During the first couple of years, there’s often barely enough money to keep the business in operation and pay the necessary outgoings, let alone think about expansion plans. As a result, many entrepreneurs seek additional financing to help them through these difficult early stages. Let’s take a look at the different ways you can make the best use of business finance to help you build on all that hard work and grow your company.
1) Examine all available options.
Seeking additional funds for your business might mean dipping into personal savings – perhaps a ‘nest egg’ you built up from your previous stint of employment – or extending the balance of available credit cards. Others prefer to ask friends or family to help with a loan, perhaps in exchange for a small piece of business equity. This is a great idea provided you’re confident about your business’ chances of success, but losing the precious savings of those closest to you if things go wrong could spell disaster for your relationships as well as your business.
Of course, business finance can also mean following a more formal path by applying for a loan from a bank or other lender. However, the strict criteria placed on borrowers by traditional lenders often rules out new startups and those without sufficient business capital.

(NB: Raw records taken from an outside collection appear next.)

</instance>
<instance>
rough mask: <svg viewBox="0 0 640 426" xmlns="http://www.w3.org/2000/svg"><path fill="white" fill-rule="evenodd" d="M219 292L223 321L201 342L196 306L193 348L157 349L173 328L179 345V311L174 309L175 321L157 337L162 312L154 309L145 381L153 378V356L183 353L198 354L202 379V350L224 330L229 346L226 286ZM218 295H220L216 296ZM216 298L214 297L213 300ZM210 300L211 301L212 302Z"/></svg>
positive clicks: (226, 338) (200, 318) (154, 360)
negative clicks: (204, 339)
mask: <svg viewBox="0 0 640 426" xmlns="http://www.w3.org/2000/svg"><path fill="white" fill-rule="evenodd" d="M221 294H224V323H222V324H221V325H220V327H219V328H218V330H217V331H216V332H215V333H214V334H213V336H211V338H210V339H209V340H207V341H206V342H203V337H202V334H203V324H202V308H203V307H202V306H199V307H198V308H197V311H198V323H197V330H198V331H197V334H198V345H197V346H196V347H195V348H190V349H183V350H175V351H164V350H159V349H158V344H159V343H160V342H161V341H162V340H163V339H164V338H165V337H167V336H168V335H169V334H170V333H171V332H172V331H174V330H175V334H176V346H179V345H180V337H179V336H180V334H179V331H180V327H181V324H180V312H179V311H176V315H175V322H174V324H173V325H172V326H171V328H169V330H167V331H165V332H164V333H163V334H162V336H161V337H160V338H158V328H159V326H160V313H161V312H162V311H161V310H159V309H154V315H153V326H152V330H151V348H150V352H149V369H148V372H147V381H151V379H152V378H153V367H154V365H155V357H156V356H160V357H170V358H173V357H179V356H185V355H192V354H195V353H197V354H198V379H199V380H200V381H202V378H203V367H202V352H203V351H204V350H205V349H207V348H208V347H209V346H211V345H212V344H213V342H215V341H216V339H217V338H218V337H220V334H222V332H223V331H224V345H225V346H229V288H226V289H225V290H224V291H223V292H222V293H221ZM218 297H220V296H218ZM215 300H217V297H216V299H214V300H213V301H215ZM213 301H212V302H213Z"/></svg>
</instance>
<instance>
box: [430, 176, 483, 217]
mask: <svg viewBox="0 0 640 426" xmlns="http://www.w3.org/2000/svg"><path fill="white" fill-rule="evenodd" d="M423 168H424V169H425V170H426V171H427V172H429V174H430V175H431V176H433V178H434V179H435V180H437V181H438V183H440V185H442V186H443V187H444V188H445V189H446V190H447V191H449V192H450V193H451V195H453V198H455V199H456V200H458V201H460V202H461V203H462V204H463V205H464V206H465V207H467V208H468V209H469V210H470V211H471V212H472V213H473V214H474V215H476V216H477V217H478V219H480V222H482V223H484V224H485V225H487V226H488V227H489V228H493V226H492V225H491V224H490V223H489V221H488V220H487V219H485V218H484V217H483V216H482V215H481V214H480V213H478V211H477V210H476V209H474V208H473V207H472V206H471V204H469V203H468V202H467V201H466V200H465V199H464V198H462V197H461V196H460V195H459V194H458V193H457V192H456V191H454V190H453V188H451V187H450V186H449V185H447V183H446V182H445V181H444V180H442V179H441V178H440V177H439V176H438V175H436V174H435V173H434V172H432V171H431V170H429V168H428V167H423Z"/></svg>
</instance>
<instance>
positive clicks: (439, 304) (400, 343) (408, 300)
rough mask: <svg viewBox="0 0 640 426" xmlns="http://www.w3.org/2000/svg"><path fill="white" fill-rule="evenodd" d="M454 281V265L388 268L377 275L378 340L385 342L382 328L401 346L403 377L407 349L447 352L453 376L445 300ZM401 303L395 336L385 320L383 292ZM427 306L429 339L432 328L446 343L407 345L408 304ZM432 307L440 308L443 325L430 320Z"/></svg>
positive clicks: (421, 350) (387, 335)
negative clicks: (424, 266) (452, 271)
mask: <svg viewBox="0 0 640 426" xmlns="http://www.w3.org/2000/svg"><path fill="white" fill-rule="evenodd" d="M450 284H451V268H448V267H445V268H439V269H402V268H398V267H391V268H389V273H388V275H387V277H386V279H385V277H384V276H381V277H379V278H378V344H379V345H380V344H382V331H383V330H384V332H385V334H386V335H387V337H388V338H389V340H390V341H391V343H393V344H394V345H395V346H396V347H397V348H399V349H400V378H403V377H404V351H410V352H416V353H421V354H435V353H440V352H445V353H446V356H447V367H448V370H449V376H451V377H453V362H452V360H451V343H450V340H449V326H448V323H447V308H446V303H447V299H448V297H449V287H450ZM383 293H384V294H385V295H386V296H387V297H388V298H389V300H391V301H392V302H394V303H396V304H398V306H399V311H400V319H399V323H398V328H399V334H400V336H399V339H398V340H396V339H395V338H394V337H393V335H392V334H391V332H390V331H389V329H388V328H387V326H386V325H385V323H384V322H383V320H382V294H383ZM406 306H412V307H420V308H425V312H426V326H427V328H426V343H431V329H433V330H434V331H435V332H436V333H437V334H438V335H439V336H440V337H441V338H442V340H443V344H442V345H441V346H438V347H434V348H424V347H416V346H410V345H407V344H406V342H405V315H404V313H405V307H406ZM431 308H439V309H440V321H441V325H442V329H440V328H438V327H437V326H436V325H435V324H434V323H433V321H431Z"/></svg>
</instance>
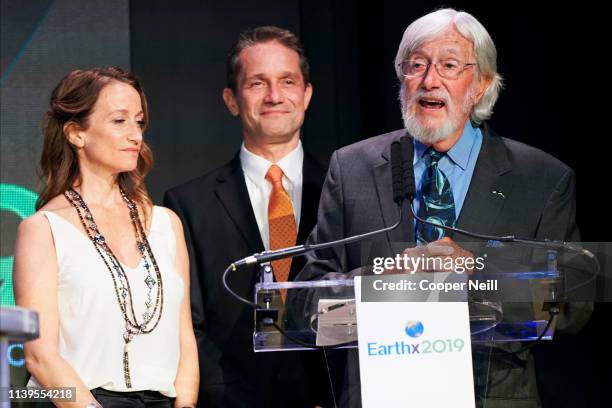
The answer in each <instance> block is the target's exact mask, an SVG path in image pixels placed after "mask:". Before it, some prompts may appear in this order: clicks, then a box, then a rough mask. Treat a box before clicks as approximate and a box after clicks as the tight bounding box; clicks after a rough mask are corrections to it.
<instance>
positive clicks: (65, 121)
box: [36, 67, 153, 214]
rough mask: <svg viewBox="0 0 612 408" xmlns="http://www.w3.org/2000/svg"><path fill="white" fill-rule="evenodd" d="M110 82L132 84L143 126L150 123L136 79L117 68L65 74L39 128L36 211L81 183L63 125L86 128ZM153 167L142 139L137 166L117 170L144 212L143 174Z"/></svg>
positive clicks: (112, 68) (149, 204)
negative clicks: (127, 168) (42, 132)
mask: <svg viewBox="0 0 612 408" xmlns="http://www.w3.org/2000/svg"><path fill="white" fill-rule="evenodd" d="M112 81H119V82H123V83H126V84H128V85H131V86H132V87H133V88H134V89H135V90H136V91H137V92H138V94H139V95H140V103H141V105H142V112H143V114H144V117H143V120H144V127H143V130H144V129H146V127H147V125H148V124H149V111H148V109H147V99H146V98H145V94H144V90H143V88H142V86H141V84H140V82H139V80H138V78H137V77H136V76H135V75H134V74H132V73H130V72H126V71H123V70H122V69H120V68H116V67H104V68H94V69H90V70H86V71H81V70H76V71H72V72H70V73H68V74H67V75H66V76H65V77H64V78H62V80H61V81H60V83H59V84H58V85H57V86H56V87H55V89H54V90H53V93H52V94H51V99H50V101H49V109H48V110H47V112H46V113H45V115H44V116H43V122H42V131H43V138H44V145H43V150H42V155H41V158H40V169H39V177H40V180H41V185H42V186H41V189H40V196H39V198H38V200H37V201H36V209H37V210H38V209H39V208H41V207H42V206H44V205H45V204H46V203H48V202H49V201H50V200H51V199H52V198H53V197H55V196H57V195H59V194H63V193H64V191H66V190H68V189H69V188H71V187H72V186H74V185H75V184H76V185H78V184H79V183H80V182H81V179H80V178H81V175H80V173H79V164H78V156H77V152H76V149H75V147H74V146H73V145H72V144H70V143H69V142H68V138H67V137H66V136H67V135H66V134H65V133H64V127H65V125H66V124H67V123H70V122H73V123H75V124H76V125H77V126H78V127H80V128H81V129H87V127H88V126H89V123H88V120H89V116H90V115H91V113H92V111H93V108H94V105H95V104H96V101H97V100H98V96H99V95H100V91H101V90H102V88H104V87H105V86H106V85H108V84H109V83H111V82H112ZM152 166H153V153H152V152H151V149H150V148H149V146H147V144H146V143H145V142H144V141H143V142H142V146H141V148H140V153H139V154H138V163H137V166H136V169H134V170H132V171H129V172H124V173H120V174H119V177H118V180H117V182H118V183H119V186H120V187H121V188H122V189H123V191H125V192H126V194H127V195H128V197H130V198H131V199H132V200H134V201H135V202H136V203H138V204H139V205H140V206H141V207H142V208H143V210H144V211H145V214H146V211H147V209H148V208H149V207H150V205H151V199H150V198H149V195H148V193H147V189H146V186H145V184H144V176H145V175H146V174H147V173H148V172H149V171H150V170H151V167H152Z"/></svg>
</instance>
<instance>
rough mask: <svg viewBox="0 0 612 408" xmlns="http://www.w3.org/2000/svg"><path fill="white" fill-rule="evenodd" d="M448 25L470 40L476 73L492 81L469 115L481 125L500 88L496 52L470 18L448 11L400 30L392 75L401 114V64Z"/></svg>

2) Work out the best way to spend your extra money.
After you’ve found the best source of funding for your particular business needs, you’ll want to invest it wisely in order to get the best possible short and long-term return. At the very least, you’ll want to ensure that you generate enough profits from that money to comfortably repay both the original loan amount, and any interest accrued. One of the best ways to grow your business is to invest in technology or machinery that can speed up production and help reduce costs. Alternatively, use your extra business finance to build up a great team of employees that can bring fresh ideas and added value to the workplace.
3) Think big.
Many new business owners make the mistake of asking for the loan amount they think their lender is willing to give them, rather than the amount they actually need to put their growth plan into action. In fact, what lenders or investors will want to see is a realistic business plan, with a well-thought out growth strategy and concrete proposals to repay their investment, as well as provide them with a tidy profit. If you succeed in getting funds but they’re less than you really need to make your plan work, you’re simply creating more financial problems for yourself in the long run.
4) Look to the future.
While everyone – including your backers – will want to see your business turning a profit as quickly as possible, creating a successful strategy for long-term profitability is the only way to ensure your business is still around in five or ten years’ time. Therefore, try to strike a balance between short term gains that will keep investors and shareholders happy and a long term goal to build a successful and sustainable business. While external investors may encourage you to have an exit plan for selling your business if a strong enough return can be made by doing so, businesses that aren’t beholden to such backers may have more room to think of the long term future when mapping out their business growth.
Business finance is one of the best ways to provide your enterprise with a good headstart and ensure it can grow to fulfill its potential. The type of finance you seek will depend on what kind of business you are undertaking and how long you plan to trade. However, understanding the different business finance options available will help you make the best choice for your company and pave the way towards long term success.